I write mainly horror and fantasy, so my work is full of things that either don’t exist, can’t exist, or most people wouldn’t accept existing. Demons, guardian spirits, soul transference, sympathetic magic, mind reading, ghosts and were-kittens have all appeared in manuscripts I have written or I’m currently writing. In exploring these topics, there are two levels of acceptance I need to get from the reader.
Whatever genre a story falls under, it is important to get the reader to accept all aspects of it from the setting to the characters and their motivations. If the reader stops accepting what they are being presented, then they can get confused or frustrated with the book and in the worst case, they’ll put it down and not pick it up again.
But in my opinion, there’s a difference between being realistic, and being believable.
Realism applies to things that exist in the real world. Even in fantasy, realism is important. Normal people cannot just pick up a sword and become world-class fighters. Horses have limits in how much they can carry and how far they can run. Different weapons have different purposes, skills required to use them, and effects on armour. If you have no magical healing system, injury and infection are major risks to your characters. Some things will only be criticized up by the very nit-picky readers, and most will forgive a good story minor transgressions, but a bit of research can go a long way to making the story realistic.
But what if you do have a magical healing system? What if travellers watch the sky for dragons, or the undead stalk abandoned supermarkets? What if there are aspects of you book that will never be realistic? Given the number of fantasy books published, not to mention all the other genres that aren’t fully realistic, there isn’t a problem in getting readers to pick them up. If you’re anything like me, I prefer to be taken away from reality as much as possible.
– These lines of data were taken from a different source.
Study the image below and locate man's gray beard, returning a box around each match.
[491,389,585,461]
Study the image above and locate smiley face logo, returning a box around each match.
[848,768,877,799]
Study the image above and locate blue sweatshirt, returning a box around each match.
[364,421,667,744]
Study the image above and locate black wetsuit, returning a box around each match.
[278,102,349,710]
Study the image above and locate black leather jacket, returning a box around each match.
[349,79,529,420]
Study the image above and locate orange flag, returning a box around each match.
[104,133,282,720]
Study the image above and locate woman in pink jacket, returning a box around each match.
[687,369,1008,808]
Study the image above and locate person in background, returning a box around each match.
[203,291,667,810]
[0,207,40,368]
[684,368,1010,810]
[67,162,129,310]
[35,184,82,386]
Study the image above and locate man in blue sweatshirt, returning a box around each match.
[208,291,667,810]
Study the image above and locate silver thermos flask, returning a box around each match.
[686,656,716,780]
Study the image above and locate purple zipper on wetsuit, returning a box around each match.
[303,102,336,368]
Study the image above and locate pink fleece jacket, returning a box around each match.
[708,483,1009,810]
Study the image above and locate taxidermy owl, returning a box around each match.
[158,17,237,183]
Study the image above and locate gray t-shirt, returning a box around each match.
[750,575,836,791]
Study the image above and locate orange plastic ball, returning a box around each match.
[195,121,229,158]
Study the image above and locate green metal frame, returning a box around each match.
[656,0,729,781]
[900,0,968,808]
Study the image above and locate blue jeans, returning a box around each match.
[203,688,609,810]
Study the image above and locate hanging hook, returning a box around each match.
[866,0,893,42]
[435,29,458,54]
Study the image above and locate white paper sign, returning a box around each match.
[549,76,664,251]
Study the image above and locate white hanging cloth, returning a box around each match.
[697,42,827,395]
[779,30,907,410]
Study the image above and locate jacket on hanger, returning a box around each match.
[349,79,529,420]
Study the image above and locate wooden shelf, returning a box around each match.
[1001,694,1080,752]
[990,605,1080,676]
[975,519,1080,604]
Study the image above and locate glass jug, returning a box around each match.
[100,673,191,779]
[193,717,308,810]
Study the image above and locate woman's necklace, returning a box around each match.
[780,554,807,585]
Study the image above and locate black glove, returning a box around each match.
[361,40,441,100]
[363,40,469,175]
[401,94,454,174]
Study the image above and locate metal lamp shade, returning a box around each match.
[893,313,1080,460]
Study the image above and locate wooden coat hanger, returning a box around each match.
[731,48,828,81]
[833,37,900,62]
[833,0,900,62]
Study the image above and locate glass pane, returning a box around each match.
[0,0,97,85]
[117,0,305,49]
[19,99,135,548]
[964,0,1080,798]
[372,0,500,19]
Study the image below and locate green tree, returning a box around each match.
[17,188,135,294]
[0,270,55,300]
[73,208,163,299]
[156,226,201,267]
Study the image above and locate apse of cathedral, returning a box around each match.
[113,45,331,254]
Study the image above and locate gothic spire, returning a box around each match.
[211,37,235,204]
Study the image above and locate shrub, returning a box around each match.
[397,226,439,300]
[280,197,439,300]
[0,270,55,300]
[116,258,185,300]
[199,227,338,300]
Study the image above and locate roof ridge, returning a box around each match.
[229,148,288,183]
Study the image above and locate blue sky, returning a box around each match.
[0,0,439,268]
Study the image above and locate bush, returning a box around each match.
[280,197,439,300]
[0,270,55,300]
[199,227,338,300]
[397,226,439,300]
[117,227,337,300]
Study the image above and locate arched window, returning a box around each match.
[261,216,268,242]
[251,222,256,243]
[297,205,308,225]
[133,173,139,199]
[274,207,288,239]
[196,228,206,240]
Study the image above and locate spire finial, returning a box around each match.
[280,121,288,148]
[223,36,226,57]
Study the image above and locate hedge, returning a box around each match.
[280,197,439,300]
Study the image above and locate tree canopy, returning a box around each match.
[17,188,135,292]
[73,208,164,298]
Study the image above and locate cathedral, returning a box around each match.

It still has to be believable though. I still have to accept whatever wild wonderful ideas you throw at me in a book. Mostly it comes down to consistency. When you set up the rules of your world, you need to keep to them. If you tell me dragons need to eat a hundred sheep a day, then send your dragon riders into a desolate wasteland for a week, I’m going to expect there to be some negative effects on their mounts. If your super prototype giant robot defeats all adversaries without so much as a scratch until badly damaged by a tank simply because the plot requires it to fail at that point, I’m going to rage.
So, flying, fire-breathing lizards are not realistic. If you tell me you saw one flying over Bristol, I’m going to wonder what you’ve been smoking. But if you build the world right, I’ll happily dive into a fictional story and consider them no less believable than horses or turnips.